My hope is built on nothing less
Than Jesus’ blood and righteousness.

I realized that God created the world however he wanted, and for me to limit how he could or couldn’t have done it actually degraded and dishonored him. I was humbled as God showed me I still had much to learn about his word and his world. He showed me that there was more to being a faithful Christian than adopting a literal translation of Genesis.

Although I accepted evolution in animals, I was slower to accept evolution as a mechanism for human appearance, as I did not see a way to reconcile Adam and Eve with this process. A few key individuals, however, aided me in this area, namely Francis Collins and C.S. Lewis. I learned of Francis Collins around the same time I heard that C.S. Lewis was actually a theistic evolutionist, and proceeded to buy up every work of Lewis I could find, along with borrowing Francis Collins’ book “The Language of God” from the local library.

I was intrigued with Francis Collins’ discovery of the genetic evidence for evolution and how, rather than weakening his faith, it strengthened it. Through his book I saw a genuine passion for Christ and for scientific discovery, and this in turn has led me to BioLogos, which has been an immensely helpful resource on everything from the days of Genesis 1, to the genealogies of Genesis 5, and much more. I began to see the science for evolution as a viable model for human emergence.

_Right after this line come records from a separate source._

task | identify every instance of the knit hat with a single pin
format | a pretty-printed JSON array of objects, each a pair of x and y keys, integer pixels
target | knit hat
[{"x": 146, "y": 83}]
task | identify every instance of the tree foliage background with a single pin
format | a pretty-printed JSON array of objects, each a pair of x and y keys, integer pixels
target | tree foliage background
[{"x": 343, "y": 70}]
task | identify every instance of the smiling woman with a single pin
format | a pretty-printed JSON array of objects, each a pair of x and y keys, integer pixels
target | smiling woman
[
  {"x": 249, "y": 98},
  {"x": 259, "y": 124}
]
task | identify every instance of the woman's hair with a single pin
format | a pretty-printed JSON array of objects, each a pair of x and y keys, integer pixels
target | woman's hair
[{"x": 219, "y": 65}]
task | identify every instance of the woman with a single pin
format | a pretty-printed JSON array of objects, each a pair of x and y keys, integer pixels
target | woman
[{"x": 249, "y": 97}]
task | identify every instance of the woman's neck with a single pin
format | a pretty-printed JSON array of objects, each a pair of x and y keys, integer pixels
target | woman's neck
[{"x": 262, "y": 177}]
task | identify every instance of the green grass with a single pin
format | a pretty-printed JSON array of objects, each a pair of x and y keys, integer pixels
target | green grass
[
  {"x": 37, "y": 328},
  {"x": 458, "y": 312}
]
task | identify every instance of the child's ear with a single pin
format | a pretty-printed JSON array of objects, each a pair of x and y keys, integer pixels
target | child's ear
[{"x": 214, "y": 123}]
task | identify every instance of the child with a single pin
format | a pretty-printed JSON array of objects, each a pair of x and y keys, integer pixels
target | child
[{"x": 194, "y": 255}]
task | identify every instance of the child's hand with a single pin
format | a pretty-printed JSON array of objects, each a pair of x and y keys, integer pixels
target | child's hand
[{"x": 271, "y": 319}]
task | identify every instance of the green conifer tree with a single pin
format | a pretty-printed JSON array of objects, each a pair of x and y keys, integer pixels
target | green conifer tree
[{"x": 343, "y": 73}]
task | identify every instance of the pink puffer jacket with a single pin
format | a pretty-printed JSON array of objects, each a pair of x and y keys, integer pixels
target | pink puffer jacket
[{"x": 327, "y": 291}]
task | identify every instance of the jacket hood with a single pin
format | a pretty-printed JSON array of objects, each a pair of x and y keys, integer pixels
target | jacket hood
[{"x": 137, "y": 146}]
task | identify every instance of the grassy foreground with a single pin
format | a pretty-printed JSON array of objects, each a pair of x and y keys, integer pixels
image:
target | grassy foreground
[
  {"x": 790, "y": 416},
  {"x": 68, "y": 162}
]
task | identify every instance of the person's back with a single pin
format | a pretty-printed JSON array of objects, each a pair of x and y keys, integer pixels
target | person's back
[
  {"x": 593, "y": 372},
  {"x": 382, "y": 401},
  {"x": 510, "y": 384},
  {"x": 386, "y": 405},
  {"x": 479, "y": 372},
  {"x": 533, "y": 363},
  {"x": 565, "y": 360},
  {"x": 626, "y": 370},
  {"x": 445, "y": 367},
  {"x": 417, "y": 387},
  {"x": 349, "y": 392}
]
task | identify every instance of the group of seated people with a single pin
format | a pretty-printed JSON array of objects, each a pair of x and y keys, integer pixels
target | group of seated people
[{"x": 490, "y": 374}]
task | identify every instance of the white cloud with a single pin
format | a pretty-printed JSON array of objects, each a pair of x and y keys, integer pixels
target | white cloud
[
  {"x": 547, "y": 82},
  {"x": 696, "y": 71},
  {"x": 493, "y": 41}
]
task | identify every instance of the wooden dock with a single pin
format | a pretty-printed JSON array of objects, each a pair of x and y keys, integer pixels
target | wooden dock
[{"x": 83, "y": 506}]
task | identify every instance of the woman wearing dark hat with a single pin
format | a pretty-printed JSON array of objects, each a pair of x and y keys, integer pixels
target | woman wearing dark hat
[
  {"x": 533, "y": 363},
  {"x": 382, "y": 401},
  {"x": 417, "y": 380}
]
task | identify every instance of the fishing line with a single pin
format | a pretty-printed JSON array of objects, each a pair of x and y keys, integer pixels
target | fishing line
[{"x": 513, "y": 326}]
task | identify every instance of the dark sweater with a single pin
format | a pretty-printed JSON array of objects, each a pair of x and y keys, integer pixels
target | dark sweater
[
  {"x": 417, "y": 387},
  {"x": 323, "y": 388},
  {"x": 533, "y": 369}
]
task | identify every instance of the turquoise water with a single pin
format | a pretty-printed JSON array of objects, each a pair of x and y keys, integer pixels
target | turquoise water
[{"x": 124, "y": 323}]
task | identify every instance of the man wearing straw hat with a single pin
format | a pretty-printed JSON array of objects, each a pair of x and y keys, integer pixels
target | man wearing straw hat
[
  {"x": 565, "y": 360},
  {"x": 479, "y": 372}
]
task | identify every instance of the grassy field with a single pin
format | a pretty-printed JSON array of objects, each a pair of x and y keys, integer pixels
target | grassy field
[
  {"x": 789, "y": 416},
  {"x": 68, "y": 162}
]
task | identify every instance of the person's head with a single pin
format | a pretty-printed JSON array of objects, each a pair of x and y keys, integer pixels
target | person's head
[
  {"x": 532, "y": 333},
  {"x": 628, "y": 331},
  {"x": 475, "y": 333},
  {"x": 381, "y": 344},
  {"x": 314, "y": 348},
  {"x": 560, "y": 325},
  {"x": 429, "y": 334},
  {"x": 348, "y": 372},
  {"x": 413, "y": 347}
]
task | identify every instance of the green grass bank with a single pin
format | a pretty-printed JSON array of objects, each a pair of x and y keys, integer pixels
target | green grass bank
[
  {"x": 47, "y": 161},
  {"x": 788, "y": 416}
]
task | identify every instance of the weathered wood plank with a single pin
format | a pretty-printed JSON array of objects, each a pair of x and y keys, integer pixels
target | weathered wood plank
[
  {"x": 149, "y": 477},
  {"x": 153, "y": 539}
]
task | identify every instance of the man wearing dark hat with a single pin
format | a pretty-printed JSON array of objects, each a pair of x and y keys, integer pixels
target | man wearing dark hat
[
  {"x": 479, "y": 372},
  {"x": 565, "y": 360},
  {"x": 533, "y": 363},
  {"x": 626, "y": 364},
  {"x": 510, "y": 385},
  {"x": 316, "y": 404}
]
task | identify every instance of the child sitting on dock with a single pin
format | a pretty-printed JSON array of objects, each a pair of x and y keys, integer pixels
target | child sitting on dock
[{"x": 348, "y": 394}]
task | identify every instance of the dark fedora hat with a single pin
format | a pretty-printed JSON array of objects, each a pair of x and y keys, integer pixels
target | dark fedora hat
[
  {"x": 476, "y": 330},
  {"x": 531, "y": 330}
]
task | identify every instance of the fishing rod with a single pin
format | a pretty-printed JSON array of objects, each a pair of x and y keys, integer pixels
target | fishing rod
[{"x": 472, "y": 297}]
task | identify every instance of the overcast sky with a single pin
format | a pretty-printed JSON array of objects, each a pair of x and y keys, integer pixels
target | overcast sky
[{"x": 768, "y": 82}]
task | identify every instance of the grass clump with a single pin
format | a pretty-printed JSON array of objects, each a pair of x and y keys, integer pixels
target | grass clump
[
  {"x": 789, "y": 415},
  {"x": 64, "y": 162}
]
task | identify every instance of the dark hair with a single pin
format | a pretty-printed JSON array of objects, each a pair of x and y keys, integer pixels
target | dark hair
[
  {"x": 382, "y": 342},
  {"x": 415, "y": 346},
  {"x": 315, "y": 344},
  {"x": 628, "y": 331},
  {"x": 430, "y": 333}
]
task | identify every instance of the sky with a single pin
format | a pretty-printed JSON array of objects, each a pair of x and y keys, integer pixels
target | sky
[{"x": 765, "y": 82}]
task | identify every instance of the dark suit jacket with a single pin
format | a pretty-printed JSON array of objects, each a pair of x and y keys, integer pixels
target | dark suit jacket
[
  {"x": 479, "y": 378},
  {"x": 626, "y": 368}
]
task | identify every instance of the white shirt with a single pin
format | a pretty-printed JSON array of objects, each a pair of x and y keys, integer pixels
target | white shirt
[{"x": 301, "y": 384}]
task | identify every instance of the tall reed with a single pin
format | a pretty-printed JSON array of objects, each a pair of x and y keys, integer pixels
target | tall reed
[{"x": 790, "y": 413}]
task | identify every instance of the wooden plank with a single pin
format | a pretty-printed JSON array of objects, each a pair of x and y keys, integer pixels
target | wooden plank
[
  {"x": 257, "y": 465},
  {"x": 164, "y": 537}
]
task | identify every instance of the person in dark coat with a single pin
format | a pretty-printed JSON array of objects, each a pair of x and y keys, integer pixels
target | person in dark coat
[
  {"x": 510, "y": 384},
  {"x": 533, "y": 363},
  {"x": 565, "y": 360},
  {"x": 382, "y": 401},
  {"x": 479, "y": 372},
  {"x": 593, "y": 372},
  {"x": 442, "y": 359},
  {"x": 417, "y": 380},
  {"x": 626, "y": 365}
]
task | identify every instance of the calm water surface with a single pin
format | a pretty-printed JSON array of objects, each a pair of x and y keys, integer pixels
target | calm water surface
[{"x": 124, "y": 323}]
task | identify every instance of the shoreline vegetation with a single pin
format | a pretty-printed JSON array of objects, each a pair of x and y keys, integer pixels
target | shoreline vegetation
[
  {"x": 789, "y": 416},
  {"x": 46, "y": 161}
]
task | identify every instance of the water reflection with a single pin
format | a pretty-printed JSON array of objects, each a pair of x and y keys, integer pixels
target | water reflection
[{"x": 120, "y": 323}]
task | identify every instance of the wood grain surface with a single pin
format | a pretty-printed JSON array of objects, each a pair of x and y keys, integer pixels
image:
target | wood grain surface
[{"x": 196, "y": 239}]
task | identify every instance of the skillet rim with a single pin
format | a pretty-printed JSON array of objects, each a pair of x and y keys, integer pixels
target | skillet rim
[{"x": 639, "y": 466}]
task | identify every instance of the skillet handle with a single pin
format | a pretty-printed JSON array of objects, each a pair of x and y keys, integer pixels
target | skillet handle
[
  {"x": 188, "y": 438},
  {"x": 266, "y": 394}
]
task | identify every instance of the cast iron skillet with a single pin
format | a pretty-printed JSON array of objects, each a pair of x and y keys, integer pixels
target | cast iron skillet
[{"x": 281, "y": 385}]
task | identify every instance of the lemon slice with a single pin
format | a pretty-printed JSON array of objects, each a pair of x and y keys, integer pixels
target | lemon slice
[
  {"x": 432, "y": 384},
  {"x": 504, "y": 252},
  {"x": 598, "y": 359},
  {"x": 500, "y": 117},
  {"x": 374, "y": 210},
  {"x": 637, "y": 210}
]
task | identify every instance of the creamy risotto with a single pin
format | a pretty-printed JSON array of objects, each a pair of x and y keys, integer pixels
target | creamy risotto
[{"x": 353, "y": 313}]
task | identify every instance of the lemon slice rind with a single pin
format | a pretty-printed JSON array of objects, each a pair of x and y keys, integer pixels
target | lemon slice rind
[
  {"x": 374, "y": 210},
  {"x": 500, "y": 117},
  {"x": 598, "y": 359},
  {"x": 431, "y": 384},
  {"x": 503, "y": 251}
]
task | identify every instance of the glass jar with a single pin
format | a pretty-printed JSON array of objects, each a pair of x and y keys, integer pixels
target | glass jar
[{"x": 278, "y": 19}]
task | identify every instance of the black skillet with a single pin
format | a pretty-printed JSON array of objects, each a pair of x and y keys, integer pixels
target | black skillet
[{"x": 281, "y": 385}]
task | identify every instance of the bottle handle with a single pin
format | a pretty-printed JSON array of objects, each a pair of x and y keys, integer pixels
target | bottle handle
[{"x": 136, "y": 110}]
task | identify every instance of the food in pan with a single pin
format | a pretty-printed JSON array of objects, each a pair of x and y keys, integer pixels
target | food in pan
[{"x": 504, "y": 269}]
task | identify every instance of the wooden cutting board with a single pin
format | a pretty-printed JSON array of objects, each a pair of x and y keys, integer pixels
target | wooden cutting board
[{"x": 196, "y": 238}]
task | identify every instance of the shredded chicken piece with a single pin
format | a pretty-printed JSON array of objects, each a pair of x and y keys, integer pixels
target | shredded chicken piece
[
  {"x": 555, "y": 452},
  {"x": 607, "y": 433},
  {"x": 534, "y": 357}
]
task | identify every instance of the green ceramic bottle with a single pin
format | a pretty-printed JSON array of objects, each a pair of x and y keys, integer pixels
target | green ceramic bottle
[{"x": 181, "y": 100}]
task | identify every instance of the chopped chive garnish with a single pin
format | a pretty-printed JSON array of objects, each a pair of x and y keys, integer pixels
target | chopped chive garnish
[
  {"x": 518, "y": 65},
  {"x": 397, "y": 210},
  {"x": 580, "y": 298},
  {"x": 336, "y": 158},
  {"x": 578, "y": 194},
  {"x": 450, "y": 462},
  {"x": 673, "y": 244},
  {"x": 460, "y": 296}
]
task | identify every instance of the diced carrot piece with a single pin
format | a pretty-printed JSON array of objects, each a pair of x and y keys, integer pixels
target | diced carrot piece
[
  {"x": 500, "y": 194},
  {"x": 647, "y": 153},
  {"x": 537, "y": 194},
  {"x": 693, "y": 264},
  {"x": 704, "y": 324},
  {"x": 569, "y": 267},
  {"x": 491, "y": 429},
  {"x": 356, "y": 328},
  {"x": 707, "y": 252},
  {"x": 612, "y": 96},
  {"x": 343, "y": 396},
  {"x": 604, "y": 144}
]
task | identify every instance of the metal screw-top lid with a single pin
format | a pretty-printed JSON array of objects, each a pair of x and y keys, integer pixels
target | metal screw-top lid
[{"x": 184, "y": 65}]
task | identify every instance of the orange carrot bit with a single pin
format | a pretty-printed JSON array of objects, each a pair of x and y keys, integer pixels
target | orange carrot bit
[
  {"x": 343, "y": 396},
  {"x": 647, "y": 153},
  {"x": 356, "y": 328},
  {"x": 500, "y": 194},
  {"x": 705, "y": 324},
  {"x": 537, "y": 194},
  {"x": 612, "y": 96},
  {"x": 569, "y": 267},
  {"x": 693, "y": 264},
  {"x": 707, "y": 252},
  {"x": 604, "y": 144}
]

If Dr. Collins was who convinced my head on the matter, then it was C.S. Lewis, a man who inspired Collins as well, who convinced my heart. He showed his wisdom as I read his interpretation of the Genesis text as a form of “true myth”. With absolute eloquence, Lewis demonstrated how the “fall” might not be a literal historical event, and yet still be theologically sound in its concept of how sin came about. That Genesis was conveying a much deeper truth than simple history, and yet remained true, had never occurred to me. With this new knowledge, scientific and theological, I found peace with the thought of God using evolution as his tool of creation.

I’m still working out the kinks, and I will not lie and say that finding the scriptural answers to the new questions has been (or will be) easy, but that’s okay. I have also been humbled enough to know that being truly “biblical” means I shouldn’t be looking for answers that are easy anyway—It means I should look for the answers that are there.